ガソリンで51.5%、ディーゼルで50.1%の正味最高熱効率達成

2019年1月28日 開催

SIP「革新的燃焼技術」最終公開シンポジウムの全体総括として登壇したSIP 革新的燃焼技術 プログラムディレクターを務めたトヨタ自動車の杉山雅則氏

 自動車用エンジンの熱効率50%を実現するという革新的技術の創出を目標に掲げたプロジェクトであるSIP「革新的燃焼技術」最終公開シンポジウムが1月28日、東京大学 安田講堂で開催された。

 革新的燃焼技術は、内閣府 総合科学技術・イノベーション会議のSIP(戦略的イノベーション創造プログラム)において実施されたプロジェクト。
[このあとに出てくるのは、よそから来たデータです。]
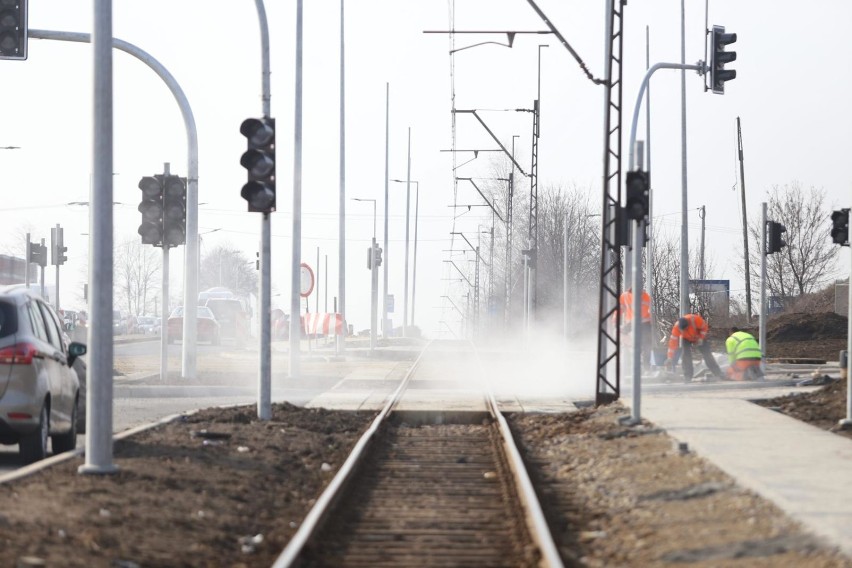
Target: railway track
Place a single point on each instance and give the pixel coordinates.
(435, 481)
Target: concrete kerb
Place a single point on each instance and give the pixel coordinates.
(61, 458)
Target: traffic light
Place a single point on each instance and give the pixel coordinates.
(151, 208)
(840, 227)
(38, 254)
(57, 247)
(718, 74)
(174, 211)
(774, 242)
(13, 29)
(259, 160)
(636, 203)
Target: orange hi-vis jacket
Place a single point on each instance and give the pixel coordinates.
(626, 305)
(697, 329)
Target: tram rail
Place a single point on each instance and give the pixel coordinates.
(429, 486)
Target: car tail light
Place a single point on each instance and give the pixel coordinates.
(18, 354)
(20, 416)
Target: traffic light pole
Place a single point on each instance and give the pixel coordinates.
(190, 297)
(57, 242)
(264, 396)
(164, 306)
(296, 254)
(847, 422)
(99, 395)
(42, 270)
(763, 247)
(374, 294)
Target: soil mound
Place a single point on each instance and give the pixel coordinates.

現在、乗用車エンジンの熱効率は40%程度となっているが、これは自動車メーカーが過去40年間かけて10%ほど向上させてきたもの、同プロジェクトでは5年間という短期間でさらに10%引き上げるという目標を掲げた。

 同プロジェクトでは、ガソリンエンジンでは超希薄燃焼、ディーゼルエンジンでは高速空間燃焼という燃焼技術により高い熱効率を実現。さらに損失低減技術を両エンジン共通で採用。それぞれを統合した結果、乗用車用のガソリンエンジンとディーゼルエンジンにおいて、正味最高熱効率50%を上回る研究成果を得ることに成功した。

 最終公開シンポジウムでは、革新的燃焼技術の「ガソリン燃焼チーム」「制御チーム」「損失低減チーム」「ディーゼル燃焼チーム」の4つのチームが講演を行なって、それぞれの研究成果について発表。さらに、制御チームの研究成果については報道関係者向けにエンジン実験のデモンストレーションなども行なわれ、東京大学 大学院 工学系研究科 准教授 山崎由大氏から燃焼制御システム「RAICA」の研究成果が紹介された。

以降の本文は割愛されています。